From Sunday Life
According to the experts, tantrums mostly occur between the ages of two and four, when a toddler can't properly articulate feelings such as frustration and anger and can't differentiate between needs and wants. It's a tad difficult, however, to keep all this in mind when a little person is throwing themselves into a wild fit of rage in the middle of aisle seven on a Monday afternoon at Coles.
There's plenty of advice around on tantrums, including making minimal eye contact, speaking in a low, calm voice and doing your best to get you and the kid out of public view ASAP. It's important not to fight fire with fire by yelling or threatening. Instead, try to plan ahead. If a restaurant is a habitual place of temper tantrums, talk about it beforehand, as if you are making a verbal contract. For example, "We know that we can behave in restaurants, right?"

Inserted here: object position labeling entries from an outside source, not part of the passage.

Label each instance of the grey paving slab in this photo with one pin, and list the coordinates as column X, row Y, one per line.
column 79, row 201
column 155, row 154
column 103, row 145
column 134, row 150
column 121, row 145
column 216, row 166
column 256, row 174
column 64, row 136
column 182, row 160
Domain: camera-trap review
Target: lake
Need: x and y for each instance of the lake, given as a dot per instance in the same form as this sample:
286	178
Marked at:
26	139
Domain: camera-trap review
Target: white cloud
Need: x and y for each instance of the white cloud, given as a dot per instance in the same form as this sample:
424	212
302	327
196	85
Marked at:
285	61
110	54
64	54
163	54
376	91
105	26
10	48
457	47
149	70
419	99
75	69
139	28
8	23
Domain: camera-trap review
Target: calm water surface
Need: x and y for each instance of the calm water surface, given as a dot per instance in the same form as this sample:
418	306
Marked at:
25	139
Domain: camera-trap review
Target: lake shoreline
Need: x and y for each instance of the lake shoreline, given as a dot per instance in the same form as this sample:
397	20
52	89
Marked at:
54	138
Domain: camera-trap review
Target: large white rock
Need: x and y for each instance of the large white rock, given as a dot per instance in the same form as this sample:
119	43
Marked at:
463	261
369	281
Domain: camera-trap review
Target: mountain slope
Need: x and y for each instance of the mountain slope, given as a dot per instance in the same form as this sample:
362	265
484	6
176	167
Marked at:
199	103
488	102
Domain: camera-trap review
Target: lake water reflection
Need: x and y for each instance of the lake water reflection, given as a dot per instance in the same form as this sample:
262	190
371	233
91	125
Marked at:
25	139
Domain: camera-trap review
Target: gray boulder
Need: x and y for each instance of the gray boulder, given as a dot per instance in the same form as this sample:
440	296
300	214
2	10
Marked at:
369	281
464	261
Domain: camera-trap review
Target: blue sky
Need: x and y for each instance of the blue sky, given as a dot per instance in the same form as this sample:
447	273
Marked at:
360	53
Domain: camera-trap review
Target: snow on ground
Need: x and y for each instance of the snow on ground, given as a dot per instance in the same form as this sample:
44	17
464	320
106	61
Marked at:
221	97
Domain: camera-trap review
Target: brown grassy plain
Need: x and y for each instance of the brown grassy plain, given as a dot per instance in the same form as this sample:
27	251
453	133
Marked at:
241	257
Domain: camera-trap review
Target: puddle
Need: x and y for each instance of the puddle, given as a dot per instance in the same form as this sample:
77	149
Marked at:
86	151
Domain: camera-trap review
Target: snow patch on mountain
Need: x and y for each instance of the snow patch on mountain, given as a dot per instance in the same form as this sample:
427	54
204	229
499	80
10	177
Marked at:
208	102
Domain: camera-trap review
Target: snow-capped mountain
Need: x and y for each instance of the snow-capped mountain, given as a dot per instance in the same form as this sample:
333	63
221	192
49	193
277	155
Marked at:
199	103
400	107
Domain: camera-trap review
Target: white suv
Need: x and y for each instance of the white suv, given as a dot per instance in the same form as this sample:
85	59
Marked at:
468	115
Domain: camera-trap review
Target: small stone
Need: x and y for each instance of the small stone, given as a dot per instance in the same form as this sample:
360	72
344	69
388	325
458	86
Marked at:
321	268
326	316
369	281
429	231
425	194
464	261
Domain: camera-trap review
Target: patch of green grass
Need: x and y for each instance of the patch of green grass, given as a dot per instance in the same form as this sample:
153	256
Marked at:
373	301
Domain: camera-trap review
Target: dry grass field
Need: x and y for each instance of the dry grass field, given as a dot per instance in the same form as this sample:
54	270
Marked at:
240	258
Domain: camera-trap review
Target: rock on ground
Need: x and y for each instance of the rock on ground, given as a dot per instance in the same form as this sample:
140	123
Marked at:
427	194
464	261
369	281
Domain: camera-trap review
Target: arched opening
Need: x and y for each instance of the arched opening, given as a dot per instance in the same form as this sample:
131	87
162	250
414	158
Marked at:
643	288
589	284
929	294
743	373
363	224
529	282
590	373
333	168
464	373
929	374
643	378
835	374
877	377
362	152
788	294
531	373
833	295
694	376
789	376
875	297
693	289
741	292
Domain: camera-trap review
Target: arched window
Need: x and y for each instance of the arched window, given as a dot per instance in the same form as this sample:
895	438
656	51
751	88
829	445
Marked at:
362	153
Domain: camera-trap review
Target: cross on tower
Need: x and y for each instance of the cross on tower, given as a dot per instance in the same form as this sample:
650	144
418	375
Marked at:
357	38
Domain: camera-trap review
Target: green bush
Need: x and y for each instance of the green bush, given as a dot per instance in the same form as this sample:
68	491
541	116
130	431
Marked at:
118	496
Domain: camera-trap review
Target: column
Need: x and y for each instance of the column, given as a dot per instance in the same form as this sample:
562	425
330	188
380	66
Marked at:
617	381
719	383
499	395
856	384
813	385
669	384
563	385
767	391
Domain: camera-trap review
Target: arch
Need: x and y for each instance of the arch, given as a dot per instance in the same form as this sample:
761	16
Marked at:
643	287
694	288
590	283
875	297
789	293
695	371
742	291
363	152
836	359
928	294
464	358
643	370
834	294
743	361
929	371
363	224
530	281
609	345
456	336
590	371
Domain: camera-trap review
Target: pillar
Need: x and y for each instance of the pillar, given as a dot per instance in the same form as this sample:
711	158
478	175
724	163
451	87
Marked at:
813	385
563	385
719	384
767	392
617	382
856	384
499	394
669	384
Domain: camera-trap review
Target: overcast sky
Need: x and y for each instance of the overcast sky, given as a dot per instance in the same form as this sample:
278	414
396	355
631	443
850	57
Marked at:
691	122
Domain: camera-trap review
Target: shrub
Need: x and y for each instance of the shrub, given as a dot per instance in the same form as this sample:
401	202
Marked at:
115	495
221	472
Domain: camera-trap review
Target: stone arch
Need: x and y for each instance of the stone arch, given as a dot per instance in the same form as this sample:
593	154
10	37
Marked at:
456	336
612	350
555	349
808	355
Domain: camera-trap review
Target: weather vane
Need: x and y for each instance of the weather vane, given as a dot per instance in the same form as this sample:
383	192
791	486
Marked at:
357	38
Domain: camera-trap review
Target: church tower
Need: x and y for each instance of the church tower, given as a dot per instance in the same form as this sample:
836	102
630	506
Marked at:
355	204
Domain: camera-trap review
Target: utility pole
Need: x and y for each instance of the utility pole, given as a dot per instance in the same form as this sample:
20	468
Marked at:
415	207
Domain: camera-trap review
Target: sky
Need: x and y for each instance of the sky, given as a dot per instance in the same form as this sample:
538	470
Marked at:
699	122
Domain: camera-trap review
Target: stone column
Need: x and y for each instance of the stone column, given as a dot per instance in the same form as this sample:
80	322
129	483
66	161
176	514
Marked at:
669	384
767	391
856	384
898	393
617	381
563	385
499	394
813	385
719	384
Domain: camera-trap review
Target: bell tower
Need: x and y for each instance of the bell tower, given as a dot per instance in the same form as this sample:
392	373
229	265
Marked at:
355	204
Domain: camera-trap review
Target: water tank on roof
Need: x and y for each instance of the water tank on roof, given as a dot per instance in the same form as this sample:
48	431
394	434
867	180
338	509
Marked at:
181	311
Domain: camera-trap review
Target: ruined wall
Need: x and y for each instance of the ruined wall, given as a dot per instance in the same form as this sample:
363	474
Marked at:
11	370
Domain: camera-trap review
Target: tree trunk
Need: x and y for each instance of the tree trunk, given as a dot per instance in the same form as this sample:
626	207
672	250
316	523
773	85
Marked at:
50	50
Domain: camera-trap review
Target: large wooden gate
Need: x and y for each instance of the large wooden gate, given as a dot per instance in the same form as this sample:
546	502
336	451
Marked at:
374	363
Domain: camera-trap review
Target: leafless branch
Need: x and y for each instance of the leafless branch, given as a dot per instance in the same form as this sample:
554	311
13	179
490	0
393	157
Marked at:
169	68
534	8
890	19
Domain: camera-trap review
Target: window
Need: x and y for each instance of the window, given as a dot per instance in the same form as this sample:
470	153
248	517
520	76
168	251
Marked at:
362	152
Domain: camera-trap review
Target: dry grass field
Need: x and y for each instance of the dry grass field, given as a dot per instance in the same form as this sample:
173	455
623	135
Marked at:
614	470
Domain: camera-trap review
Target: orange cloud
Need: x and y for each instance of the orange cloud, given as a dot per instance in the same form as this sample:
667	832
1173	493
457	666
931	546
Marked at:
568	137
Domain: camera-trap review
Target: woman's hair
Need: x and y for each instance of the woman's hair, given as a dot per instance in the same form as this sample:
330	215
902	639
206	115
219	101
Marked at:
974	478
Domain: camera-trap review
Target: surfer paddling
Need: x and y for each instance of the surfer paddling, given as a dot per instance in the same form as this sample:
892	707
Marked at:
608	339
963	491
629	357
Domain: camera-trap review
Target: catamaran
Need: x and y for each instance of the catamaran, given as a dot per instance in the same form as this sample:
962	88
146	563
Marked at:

Choose your battles. If a kid throws a category five over a ribbon, let her have it. But it's best not to give in to major stuff – like a seatbelt – if you can help it. Encourage talking: "I know you're angry now, so tell me, using words, what exactly the matter is." Which, again, can be difficult if someone has dirtied their nappy in frustration.
These directions are all aimed at toddlers. If an adult verbally attacks you, throws something or even raises their voice, there is only one mode of recourse: leave the room immediately and don't return until they have calmed down. They may not know the difference between needs and wants, but you sure do, right?